With this smartphone-centric, Internet of Things application, D+M’s customer service can be more proactive. For example, based on one or two customer calls, D+M’s customer support team discovered a performance issue with a particular line of speakers that could cause customers to lose the connection to their music source. As a support pro took a call and registered the problem, a record was automatically created in the company’s Oracle Service Cloud system, the hub for all D+M customer information. D+M engineers then narrowed down the issue to a chip problem and developed a diagnostic that could use the HEOS app to find units that might have the chip flaw.
The company found that only three dozen of its products even had the problem, and only one customer had yet encountered it, so D+M was able to repair or replace the vast majority of defective units before customers ever lost their music connection. “It’s much better than waiting for the customer to call upset when they’re about to have a party or some major event,” says James Flatt, service operations and facilities manager at D+M. “This is really about being proactive.”
This example shows the potential of today’s digital business models. Because customers are connected with the HEOS app, they had registered their products with D+M, which knew who had a model with the potential problem. But this digital connectivity also shows the challenge, in that customers will expect that when they download an app or otherwise connect their products to the internet, the seller will understand them and personalize service.UL
UL, formerly Underwriters Laboratories, is known as a consumer products testing company. But now its IT organization, led by CIO Christian Anschuetz, is helping move the company toward more of a consulting and development role.
For example, UL’s IT team launched a development platform that gives the company’s testing engineers easy-to-use coding tools that allow them to develop apps that help them with their work. The team is also helping manufacturer customers design and produce regulatory-compliant products from the beginning of the process.
It’s a wholly different way of thinking about UL’s relationship with its customers, Anschuetz says. That relationship has always been driven by the work of talented engineers whose testing processes reveal the knowledge and insight customers need. But now those customers want that knowledge to be available at their convenience. “They want information as to what kind of components they should use that are more likely to allow their product to be built according to a spec or standard,” he explains. “They want to be able to pull that up as needed, on demand. That requires a technology solution.”

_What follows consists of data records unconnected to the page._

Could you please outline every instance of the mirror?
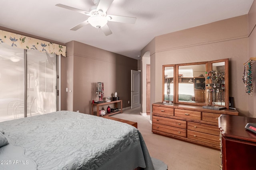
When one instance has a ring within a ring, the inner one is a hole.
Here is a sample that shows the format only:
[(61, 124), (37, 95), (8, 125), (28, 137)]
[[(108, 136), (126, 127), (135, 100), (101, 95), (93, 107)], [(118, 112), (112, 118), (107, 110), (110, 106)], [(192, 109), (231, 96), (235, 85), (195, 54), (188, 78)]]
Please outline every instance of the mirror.
[(173, 65), (163, 65), (163, 101), (171, 104), (174, 96), (174, 67)]
[(205, 105), (205, 72), (208, 62), (177, 64), (178, 103)]
[(210, 70), (208, 72), (209, 84), (206, 85), (210, 105), (229, 107), (228, 59), (210, 62)]
[[(207, 78), (210, 72), (215, 76), (222, 75), (222, 77)], [(162, 101), (166, 103), (221, 106), (228, 108), (228, 59), (163, 65)], [(208, 94), (207, 89), (214, 93)], [(210, 96), (207, 98), (208, 94)]]

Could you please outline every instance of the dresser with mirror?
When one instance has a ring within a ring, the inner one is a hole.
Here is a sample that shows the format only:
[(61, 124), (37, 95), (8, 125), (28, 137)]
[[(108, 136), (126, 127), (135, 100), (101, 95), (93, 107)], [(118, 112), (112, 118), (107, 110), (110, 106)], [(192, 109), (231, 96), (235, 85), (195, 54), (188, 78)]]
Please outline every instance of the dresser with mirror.
[(228, 59), (163, 65), (162, 101), (152, 104), (152, 132), (220, 149), (218, 117), (229, 108)]

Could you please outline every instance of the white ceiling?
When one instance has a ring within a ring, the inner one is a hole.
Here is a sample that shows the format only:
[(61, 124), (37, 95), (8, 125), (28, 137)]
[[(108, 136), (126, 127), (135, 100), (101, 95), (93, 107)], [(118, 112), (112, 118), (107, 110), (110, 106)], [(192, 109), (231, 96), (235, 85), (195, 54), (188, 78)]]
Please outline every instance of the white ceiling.
[(135, 24), (108, 21), (113, 33), (87, 25), (88, 16), (55, 6), (89, 11), (92, 0), (0, 0), (0, 26), (66, 43), (79, 41), (135, 59), (155, 37), (248, 13), (253, 0), (114, 0), (108, 14), (136, 17)]

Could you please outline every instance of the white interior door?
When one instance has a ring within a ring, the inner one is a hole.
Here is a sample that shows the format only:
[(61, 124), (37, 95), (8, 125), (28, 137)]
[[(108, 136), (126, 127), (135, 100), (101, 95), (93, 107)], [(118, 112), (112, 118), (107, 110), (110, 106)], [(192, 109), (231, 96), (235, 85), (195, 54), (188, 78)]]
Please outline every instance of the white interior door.
[(140, 105), (140, 72), (135, 70), (132, 70), (131, 71), (131, 108), (132, 109), (139, 107)]

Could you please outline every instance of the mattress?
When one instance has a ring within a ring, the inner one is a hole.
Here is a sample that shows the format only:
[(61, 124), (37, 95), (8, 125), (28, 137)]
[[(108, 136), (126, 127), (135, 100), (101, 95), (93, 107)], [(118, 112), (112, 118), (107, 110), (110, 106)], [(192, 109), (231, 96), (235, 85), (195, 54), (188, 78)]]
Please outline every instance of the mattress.
[(132, 126), (69, 111), (0, 122), (9, 143), (0, 169), (153, 170), (146, 144)]

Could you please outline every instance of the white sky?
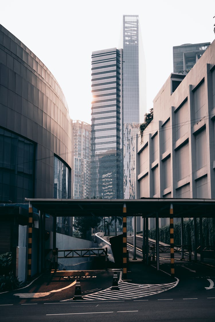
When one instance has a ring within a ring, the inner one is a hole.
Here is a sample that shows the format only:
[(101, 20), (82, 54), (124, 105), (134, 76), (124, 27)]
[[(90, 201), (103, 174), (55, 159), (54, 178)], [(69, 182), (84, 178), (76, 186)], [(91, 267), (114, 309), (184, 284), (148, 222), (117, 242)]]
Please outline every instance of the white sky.
[(92, 52), (122, 48), (123, 14), (139, 15), (149, 110), (173, 71), (172, 47), (214, 39), (215, 4), (214, 0), (0, 0), (0, 24), (54, 75), (71, 118), (91, 124)]

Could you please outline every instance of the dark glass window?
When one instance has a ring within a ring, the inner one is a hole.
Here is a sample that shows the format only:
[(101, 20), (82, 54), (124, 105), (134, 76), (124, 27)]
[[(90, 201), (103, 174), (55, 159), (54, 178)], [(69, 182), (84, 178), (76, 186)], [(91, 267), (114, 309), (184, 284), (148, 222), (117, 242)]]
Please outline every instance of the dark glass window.
[(60, 159), (54, 157), (54, 198), (68, 199), (70, 196), (70, 169)]
[(34, 198), (34, 144), (0, 128), (0, 200)]

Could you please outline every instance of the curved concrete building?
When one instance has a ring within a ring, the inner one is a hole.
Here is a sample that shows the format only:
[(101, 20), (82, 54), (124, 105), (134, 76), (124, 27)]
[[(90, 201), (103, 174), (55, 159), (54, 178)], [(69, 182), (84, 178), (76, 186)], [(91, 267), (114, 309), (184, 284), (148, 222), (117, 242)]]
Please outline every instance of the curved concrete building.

The cloud is the crux of that solution, allowing UL to deliver applications to customers quickly and efficiently, creating more-sticky relationships with those customers, Anschuetz says.
“If I’m the CIO and I have to focus on all seven layers of the technology stack and I’ve got 100 resources, I have to divide them up against the seven layers,” he says. “With cloud, maybe all I’m worrying about is the sixth and seventh layer, and I have the same 100 resources. It increases my ability to deliver something that presents well, that’s intuitive. It’s a matter of focus.”